Es ist zwar gut, die Ausbildung attraktiver zu gestalten und qualitativ verbessern zu wollen, jedoch ändert das weder etwas an der Personalnot noch an den Rahmenbedingungen, die für die meisten Pflegekräfte früher oder später untragbar werden. Es ändert nichts, wenn man mehr junge Menschen und Berufsanfänger in dieses System wirft und hofft, damit auf Dauer mehr Personal zu halten. Ganz im Gegenteil befürchte ich, dass es den Beruf umso unattraktiver machen wird, weil es mehr desillusionierte Pflegekräfte gibt, die der Pflege und dem Gesundheitssektor den Rücken kehren werden und die Personalproblematik sich somit noch steigert.

Wichtig wären Schritte, die die Politik im Finanzsektor bereitwillig geht, zum Beispiel das Bereitsstellen von Milliarden, um so genannte „Bad Banks“ aufzukaufen, damit den Anlegern kein finanzieller Schaden entsteht. Doch diese Maßnahmen werden eben vorrangig in anderen Sektoren als dem sozialen gewählt. Ich bin der Meinung, dass die menschliche Gesundheit und das Leben deutlich höher anzusiedeln sind als reine finanzielle Interessen. Daher sollte darüber nachgedacht werden, eine (Teil-)Verstaatlichung von Gesundheitseinrichtungen zu erreichen, um durch gesetzlich geregelte Bezahlung, Personalschlüssel und Rahmenbedingungen die Arbeit in der Pflege wertzuschätzen und vor allem wieder wertvoll zu machen, um dem Pflegenotstand die Stirn zu bieten.
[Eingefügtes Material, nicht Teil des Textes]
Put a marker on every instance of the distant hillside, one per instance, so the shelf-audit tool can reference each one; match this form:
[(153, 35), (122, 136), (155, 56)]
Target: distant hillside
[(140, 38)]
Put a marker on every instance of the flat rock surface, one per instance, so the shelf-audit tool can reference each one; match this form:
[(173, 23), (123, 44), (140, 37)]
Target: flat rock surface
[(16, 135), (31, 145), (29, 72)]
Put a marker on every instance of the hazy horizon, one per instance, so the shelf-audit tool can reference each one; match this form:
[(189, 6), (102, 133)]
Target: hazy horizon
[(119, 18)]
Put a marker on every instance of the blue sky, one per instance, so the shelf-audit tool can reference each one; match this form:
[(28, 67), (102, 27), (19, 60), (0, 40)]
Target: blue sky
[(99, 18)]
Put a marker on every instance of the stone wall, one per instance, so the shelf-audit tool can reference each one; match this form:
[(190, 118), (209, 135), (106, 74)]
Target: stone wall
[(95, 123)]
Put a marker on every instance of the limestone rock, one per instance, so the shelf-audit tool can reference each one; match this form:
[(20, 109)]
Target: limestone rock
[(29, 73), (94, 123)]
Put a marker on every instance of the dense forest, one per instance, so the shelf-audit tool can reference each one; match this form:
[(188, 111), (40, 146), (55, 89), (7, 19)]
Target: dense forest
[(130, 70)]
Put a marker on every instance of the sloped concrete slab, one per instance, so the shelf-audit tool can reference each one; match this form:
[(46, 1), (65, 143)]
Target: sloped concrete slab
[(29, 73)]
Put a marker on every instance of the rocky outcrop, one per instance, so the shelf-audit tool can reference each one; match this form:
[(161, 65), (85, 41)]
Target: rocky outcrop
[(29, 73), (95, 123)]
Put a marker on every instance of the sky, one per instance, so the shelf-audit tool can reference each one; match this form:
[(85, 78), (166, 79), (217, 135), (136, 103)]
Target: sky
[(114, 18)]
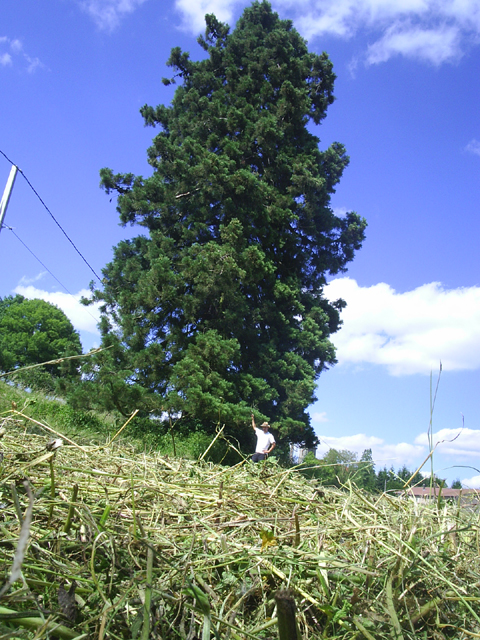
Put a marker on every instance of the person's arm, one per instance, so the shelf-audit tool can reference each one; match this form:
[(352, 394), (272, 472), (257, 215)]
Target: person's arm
[(272, 447)]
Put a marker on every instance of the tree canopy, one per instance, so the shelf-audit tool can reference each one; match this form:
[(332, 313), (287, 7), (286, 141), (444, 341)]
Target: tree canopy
[(35, 331), (217, 306)]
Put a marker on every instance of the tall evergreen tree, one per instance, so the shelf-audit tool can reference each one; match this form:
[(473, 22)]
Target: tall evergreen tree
[(219, 306)]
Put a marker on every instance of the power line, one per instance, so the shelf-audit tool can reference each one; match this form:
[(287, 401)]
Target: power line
[(48, 270), (54, 219)]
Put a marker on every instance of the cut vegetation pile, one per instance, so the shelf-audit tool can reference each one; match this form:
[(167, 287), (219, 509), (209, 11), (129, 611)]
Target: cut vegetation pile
[(125, 545)]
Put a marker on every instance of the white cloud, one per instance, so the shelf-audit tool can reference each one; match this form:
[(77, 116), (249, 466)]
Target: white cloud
[(27, 281), (15, 52), (83, 318), (319, 417), (193, 13), (436, 46), (409, 332), (383, 454), (473, 147), (107, 14), (435, 31)]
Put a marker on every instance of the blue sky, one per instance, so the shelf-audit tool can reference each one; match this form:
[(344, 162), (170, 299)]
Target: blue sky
[(73, 76)]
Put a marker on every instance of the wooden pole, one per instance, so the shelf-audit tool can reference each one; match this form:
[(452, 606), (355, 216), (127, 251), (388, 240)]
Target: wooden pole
[(7, 193)]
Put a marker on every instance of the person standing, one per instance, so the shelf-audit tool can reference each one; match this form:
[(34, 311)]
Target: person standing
[(265, 441)]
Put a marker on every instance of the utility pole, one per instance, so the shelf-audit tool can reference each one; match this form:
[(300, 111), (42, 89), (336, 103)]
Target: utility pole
[(6, 194)]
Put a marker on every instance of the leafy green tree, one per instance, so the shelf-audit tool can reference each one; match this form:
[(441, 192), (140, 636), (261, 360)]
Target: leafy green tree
[(333, 469), (33, 332), (219, 307)]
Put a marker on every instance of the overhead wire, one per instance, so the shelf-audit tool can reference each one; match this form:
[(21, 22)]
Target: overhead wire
[(63, 231), (47, 269), (52, 216)]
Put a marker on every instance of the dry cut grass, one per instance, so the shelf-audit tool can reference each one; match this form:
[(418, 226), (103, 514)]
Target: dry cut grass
[(122, 545)]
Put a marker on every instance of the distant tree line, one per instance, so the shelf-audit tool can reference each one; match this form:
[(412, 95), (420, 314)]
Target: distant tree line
[(335, 468)]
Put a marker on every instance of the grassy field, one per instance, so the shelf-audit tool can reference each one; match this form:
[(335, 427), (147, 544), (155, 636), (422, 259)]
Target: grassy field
[(102, 539)]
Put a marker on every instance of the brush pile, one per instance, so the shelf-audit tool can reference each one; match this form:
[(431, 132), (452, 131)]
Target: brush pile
[(120, 545)]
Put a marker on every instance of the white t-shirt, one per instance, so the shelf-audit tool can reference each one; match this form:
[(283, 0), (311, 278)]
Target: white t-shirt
[(264, 440)]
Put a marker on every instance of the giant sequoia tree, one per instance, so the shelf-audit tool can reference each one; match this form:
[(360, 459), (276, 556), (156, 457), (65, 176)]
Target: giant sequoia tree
[(217, 307)]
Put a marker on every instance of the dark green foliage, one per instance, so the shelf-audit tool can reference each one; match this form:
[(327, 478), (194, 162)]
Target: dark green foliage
[(219, 307), (33, 332)]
Ich kann somit nur appellieren, die beruflichen Herausforderungen an Pflegekräfte und die damit einhergehende Verantwortung im Hinterkopf zu haben, vor allem wenn es um den Pflegenotstand geht und sich entsprechend in der Politik und Gesellschaft einzusetzen. Jeder von uns kann pflegebedürftig oder auf medizinische Versorgung angewiesen sein oder werden und dann von schlechter Versorgung betroffen sein.

Außerdem macht Untätigkeit uns zu Mittätern in einem System, das Menschen, die einer sozialen Berufung folgen, desillusioniert, frustriert und im schlimmsten Fall aus dem sozialen Bereich vertreibt, der so sehr auf sie angewiesen ist. Daher zeigen Sie bitte Wertschätzung für diese Berufe, sie verdienen es.